Woman receives a new life and serenity in the work of Henry Moore. In terms of the problem of disparate and unevenly distributed shapes referred to previously, Moore transformed the body to effect a more satisfactory sculptural balance, consistency, and continuity. When Moore reduced the size and definition of the head, eliminated the feet and hands, fused normally distinct or unconnected body parts, and introduced a great hollow in the middle of the torso, he was not motivated by a superficial desire to shock. His rephrasing of the body and investing it with a tissuelike surface created strong and fluid rhythms that for him suggest linkages of man and nature. His reclining forms of wood and stone seem shaped—that is, smoothed down—by the corrosive and abrasive action of the elements. The reclining pose had been traditionally associated with tranquillity and dignity, and these connotations were still honored. The living body possesses many openings, and Moore's use of hollows derives from mixed associations, from esthetic and sexual reveries centering on the inner cavities of the body, the womb, as well as fantasies and inspiration from caves and holes in wood and rock. His personal image exalts qualities and processes sensed, if not seen, in the body and elsewhere in nature.
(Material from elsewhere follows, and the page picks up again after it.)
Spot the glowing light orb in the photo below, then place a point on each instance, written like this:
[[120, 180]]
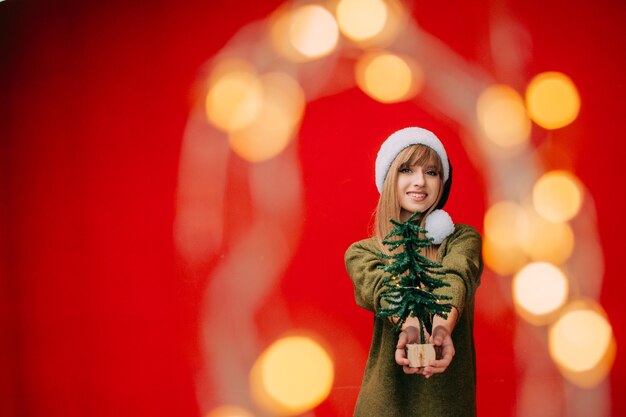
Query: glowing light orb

a big step toward abstraction
One of Rodin's most dramatic contributions historically was his demonstration that parts of the body were dispensable in a finished sculpture. In 1900 he exhibited publicly for the first time a small headless and armless study made for his John the Baptist. Some years later he enlarged this work and gave it the title Walking Man. Inspired by his study of the fragmented figures of antiquity in museums, Rodin became convinced that a complete work of art did not presuppose an entire figure. He cited the example of portrait busts and pointed out that in Greek fragments we can appreciate perfect beauty (a premise to which the Greeks themselves would have objected). When Rodin eliminated the head and arms from his sculpture, he also removed its identity and the traditional means for rhetorical expression. As pedestrian a subject as a man walking now took on the aspect of universal drama, and for the first time biological man became the central artistic concern. From certain angles the Walking Man, in full stride and with the upper part of his torso tilted forward and to the right, appears about to topple over. The powerful legs suggest a pushing off from the back foot and a receiving of weight and downward pressure on the front foot—a simultaneous condition that is impossible in life yet believable in Rodin's sculpture. Like Michelangelo, Rodin was willing to adjust anatomy in the interest of artistic plausibility. When asked why he had left off his figure's arms and head, Rodin replied, "A man walks on his feet."
greek vs gothic sculpture
The rational attitude and sensory experience of the Greek artist, which he animated his optimistic figures, was alien or untenable for his Gothic counterparts. The bodies of the Gothic saints comprise refuges from the uncertainties, tensions, and anxieties of the natural world. There is no hint of the repose and relaxation emblematic of man's concord with himself, with his society, or the world. The Gothic world could not accept the outlook of the Greeks.